Imagine this: an 11-year-old boy hears about an opportunity to be in his school’s production of Newsies. He stays late one Tuesday afternoon with other kids who have similar intentions. He sits outside the chorus room getting increasingly more nervous, and when he is called in, he performs to the best of his abilities. A week later he receives a letter stating he has been cast as Les, one of the main characters. Over the course of the next few weeks, he stays up late to practice and spends his break time memorizing his lines. Meanwhile, there is a pandemic brewing in Wuhan, China. The week leading up to the performances, D.C. had its first two cases of COVID-19. As a precaution Sidwell Friends School let the fifth-graders take home their computers—a major red flag—and later in the week the school sends an email stating that students would not be going back to school the following week and that the Newsies production would not be having its normal three performances. Instead there would be one performance for families only.
That put a damper on the mood, and our performance took on a somber tone.

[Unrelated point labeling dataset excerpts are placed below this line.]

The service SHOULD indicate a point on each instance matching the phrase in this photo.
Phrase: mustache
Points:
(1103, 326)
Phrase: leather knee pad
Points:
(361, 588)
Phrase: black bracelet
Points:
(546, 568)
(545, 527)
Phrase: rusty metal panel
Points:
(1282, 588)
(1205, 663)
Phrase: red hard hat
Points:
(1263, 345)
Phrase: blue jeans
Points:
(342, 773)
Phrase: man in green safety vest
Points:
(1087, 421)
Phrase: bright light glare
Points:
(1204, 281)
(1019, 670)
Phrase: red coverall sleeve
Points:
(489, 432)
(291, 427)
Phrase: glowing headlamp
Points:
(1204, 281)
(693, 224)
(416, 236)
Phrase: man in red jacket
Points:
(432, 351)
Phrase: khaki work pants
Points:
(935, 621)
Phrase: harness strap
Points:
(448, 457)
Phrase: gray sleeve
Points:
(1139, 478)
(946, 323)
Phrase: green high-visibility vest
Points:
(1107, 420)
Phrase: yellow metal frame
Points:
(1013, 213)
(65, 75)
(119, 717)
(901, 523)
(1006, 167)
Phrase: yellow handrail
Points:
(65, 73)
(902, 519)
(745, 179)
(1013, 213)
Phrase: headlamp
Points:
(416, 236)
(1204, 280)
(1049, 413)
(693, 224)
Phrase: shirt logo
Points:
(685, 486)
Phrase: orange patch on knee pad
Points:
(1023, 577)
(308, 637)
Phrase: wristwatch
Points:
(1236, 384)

After the performance we didn’t get to celebrate together. Then we stayed home for spring break, and when break was over, we didn’t come back to school. We resumed classes on Zoom, a platform that neither the students nor the teachers knew to use. Initially, in quarantine, I kept in touch with most of my friends, and we had weekly calls to play games. Over the summer I moved almost all my belongings to the basement. I did this for two reasons: my room was starting to feel very cramped, and the second reason was that I didn’t want to deal with my parents. Since third grade my relationship with my parents had started to deteriorate. It all came to a head this past summer when we could barely sit through a dinner without me or my father starting an argument. Over the summer I also stopped talking to most of my friends due to the fact that it just took too much energy to try and maintain a conversation with them.
During the time when I was in the basement, I started to realize how depressing the reality of my situation was: I was a sixth-grader who spent most of his time in a basement because he didn’t want to talk to his parents. Over winter break, I moved everything back upstairs because I realized that I needed to face my problems head-on. Another thing I needed to work on was reaching out to my friends. I haven’t rebuilt all of my friendships, but I hope I can.